Backbone amplification:

5′ primer: pET28a_forward
3′ primer: pET28a_reverse

Insert amplification:

5′ primer: SilkWire1_insert_codon_optimized_forward
3′ primer: SilkWire1_insert_codon_optimized_reverse

Gibson Assembly primers add ~20 bp homology overhangs to each end of the insert matching the linearized pET28a backbone, enabling seamless ligation-independent joining.

Assembly history and circular map

The Benchling assembly history shows the two-fragment Gibson design — the pET28a backbone (orange arc, ~5.4 kb) and the SilkWire-1 insert (green arc, 516 bp) assembled into a 5.9 kb circular plasmid. The restriction map (pET28a sequence view) confirms the insert position within the Multiple Cloning Site (MCS), downstream of the T7 promoter and His6 tag region.

Figure 1. Benchling combinatorial assembly record showing the pET28a backbone (5.4 kb) and SilkWire-1 codon-optimized insert (516 bp) joined by Gibson Assembly into a 5.9 kb construct.

Figure 2. Circular restriction map of pET28a with annotated features, confirming the backbone architecture. The SilkWire-1 insert is cloned into the NdeI/XhoI region of the MCS, downstream of the T7 promoter and N-terminal His6 tag.

Expression and Validation Plan

Once synthesized and cloned, expression of SilkWire-1 will be validated using the following workflow:

Transform pET28a-SilkWire-1 into E. coli BL21(DE3) competent cells; select on LB + kanamycin (50 µg/mL) plates.
Colony PCR using pET28a T7 promoter primer + SilkWire1 reverse primer to confirm insert presence (~600 bp band expected).
Sanger sequencing of 3–5 colonies to confirm sequence fidelity.
IPTG induction: Grow confirmed colony to OD~0.6, induce with 0.5 mM IPTG at 20°C overnight.
SDS-PAGE: Expect a band at ~18.7 kDa (169 aa × ~111 Da/aa average).
Ni-NTA purification: Lyse cells, bind His6-tagged SilkWire-1 to Ni-NTA resin, elute with imidazole gradient.
Mass spectrometry (Week 10 skills): Confirm molecular weight of purified protein by intact LC-MS; target MW ≈ 18,700 Da.
Hydrogel formation assay: Dialyze purified protein into phosphate buffer, concentrate to >5 mg/mL, and assess self-assembly by turbidity, rheology (G′ vs G″), and AFM.
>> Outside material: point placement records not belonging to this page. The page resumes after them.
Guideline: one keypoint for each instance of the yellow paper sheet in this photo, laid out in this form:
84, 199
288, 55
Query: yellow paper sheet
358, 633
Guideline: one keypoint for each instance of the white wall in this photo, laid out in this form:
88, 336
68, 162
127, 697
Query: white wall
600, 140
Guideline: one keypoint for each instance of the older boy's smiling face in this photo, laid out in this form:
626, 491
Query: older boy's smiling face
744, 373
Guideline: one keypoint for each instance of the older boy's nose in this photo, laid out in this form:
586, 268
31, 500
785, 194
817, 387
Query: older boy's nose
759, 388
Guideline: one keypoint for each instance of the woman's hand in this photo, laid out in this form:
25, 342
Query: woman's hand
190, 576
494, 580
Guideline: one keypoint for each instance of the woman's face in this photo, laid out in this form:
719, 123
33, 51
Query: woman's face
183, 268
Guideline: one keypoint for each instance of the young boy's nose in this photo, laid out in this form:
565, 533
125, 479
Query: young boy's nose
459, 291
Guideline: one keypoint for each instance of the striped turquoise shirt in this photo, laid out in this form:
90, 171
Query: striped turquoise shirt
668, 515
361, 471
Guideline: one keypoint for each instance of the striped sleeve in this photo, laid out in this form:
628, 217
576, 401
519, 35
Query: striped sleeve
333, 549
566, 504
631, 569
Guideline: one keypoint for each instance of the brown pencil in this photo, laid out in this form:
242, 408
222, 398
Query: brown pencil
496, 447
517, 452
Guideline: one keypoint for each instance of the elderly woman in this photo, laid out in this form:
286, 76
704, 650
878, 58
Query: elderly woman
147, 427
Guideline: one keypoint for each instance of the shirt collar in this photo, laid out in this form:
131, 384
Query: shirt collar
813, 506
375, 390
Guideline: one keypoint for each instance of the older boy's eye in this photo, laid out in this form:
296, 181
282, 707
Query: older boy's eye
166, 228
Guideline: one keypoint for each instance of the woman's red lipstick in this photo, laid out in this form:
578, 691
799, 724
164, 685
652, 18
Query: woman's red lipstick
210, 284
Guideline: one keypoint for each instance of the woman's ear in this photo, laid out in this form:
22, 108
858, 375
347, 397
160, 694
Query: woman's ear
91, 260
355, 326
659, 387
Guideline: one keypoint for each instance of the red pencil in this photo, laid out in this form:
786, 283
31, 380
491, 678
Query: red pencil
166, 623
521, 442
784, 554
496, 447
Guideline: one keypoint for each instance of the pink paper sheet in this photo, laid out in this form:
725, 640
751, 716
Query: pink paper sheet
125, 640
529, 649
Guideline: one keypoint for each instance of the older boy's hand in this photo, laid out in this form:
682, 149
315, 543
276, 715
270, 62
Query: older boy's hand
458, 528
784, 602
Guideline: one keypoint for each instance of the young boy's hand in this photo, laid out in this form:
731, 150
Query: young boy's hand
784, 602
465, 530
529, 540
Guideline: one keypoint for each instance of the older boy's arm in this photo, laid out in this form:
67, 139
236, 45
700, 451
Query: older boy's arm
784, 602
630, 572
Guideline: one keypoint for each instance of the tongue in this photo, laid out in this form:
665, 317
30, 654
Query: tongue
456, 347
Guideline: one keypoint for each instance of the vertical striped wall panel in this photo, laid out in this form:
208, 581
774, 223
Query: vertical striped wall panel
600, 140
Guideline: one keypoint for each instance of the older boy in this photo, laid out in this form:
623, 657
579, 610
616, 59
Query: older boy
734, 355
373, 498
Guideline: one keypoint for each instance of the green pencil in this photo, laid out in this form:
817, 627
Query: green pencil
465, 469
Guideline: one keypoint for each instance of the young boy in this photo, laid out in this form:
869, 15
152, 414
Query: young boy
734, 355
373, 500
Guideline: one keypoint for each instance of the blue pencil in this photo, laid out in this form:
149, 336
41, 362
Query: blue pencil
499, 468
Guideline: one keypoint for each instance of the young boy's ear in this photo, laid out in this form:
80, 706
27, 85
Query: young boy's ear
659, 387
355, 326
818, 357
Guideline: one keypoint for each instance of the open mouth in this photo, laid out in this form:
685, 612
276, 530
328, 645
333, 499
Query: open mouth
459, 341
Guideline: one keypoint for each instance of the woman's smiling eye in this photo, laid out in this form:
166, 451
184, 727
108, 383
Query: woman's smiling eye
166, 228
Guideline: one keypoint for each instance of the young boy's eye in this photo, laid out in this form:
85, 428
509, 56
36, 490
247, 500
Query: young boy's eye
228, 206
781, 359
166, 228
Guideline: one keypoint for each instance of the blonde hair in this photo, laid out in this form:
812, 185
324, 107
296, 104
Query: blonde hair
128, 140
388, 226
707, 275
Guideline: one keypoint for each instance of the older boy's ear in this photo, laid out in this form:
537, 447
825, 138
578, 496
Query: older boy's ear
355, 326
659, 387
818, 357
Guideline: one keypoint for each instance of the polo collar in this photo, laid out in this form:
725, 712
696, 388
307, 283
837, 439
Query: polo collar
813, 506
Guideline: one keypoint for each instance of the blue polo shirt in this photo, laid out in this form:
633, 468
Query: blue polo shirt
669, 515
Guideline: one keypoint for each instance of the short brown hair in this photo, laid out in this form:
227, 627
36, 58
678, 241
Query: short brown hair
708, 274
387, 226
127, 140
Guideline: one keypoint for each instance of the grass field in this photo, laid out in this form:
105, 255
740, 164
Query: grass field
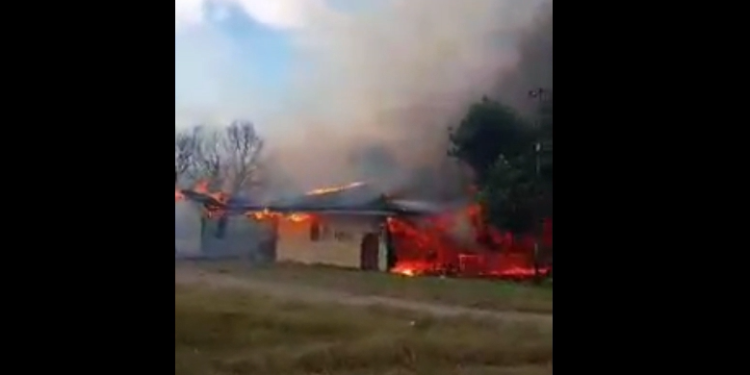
484, 294
234, 332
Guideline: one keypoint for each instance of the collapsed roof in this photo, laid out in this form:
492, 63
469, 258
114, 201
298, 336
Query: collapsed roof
359, 199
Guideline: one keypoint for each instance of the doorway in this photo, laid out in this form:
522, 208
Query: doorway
369, 252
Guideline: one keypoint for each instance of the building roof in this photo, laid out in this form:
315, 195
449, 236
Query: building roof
359, 199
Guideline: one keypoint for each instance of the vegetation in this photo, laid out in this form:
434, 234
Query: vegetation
511, 157
232, 332
484, 294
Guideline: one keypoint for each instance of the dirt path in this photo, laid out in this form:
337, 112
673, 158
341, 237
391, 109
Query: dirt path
191, 275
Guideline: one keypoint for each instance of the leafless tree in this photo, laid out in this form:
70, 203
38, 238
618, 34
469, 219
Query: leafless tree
227, 158
242, 147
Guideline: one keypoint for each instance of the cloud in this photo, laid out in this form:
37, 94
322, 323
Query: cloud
281, 14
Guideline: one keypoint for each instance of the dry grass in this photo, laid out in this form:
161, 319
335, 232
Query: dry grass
233, 332
485, 294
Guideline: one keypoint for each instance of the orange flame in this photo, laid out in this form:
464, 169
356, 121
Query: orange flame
334, 189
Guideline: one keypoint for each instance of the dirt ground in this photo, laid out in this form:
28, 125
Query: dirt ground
187, 274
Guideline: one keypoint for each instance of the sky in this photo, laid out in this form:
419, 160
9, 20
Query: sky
233, 57
343, 72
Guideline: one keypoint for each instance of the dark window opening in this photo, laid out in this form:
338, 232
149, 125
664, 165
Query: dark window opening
315, 231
Connection to Final Project

SilkWire-1 is the primary molecular building block of my final project: a protein-integrated, electrically responsive hydrogel for biosensing applications. The design hypothesis is that the PilA aromatic core will enable electron transfer through the assembled gel matrix, while the silk domain provides structural integrity and tunable mechanical properties. Future iterations will incorporate pH-sensitive amino acid mutations and crosslinkable tyrosine residues to create a stimuli-responsive material that changes conductance in response to environmental signals.